Tuesday, May 17, 2011

This morning I will be immersed in other people's poems: I'm judging a contest, and I'm beginning a new copyediting job for CavanKerry. Meanwhile, the 40-degree rain will continue to fall, and our dank green spring will hover in suspended animation.

I continue to muse over the peculiar narrative voice of The Planting of Civilization in Western Pennsylvania, as in "It is doubtful if the earliest settlers were much concerned about the 'balanced rations' that play so large a part in the the food planning of the modern household." I am also continuing to think about Sunday night's reading. My friend Elizabeth (the poet and memoirist who features with me in this Maine Humanities Council podcast) sent me a note about it, which I think I'll share with you.
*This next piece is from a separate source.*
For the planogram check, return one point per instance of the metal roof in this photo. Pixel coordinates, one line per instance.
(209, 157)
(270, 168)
I feel somewhat self-conscious about doing this since it looks like crowing, and I don't like to look like I'm crowing; but what I really want you to see is her comment about the improvisational link between two readers who know each other's work very well and the audience's awareness of that improvisation, though the readers themselves did not preplan any kind of interlocking performance.
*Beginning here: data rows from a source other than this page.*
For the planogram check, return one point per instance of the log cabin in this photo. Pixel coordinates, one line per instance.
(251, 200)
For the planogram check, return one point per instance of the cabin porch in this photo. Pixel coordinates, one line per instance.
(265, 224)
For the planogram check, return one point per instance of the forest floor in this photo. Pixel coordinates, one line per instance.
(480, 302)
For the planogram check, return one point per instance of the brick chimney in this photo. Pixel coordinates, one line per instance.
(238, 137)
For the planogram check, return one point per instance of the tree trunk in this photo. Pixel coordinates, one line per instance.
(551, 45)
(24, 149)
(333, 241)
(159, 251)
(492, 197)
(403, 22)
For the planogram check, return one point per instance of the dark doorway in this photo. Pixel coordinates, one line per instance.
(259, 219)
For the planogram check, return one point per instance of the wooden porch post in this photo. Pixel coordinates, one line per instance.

The reading was rigorous, made for poets, strong well muscled lines, phenomenal leaps of imagination. Hearing the poem, "Peter Walsh," out loud was like entering someone else's dream written in a modern echo of Virginia Woolf's musings (yes, at 20, I was a addict of Virginia's prose). We were transported, the audience breathing out at the end at the same time. It was a powerful rare moment of shared dream traveling. It was also a delight to see a such a close mentor and student, now colleagues, who have written and read each other so long, that there are echoes of each other in the work.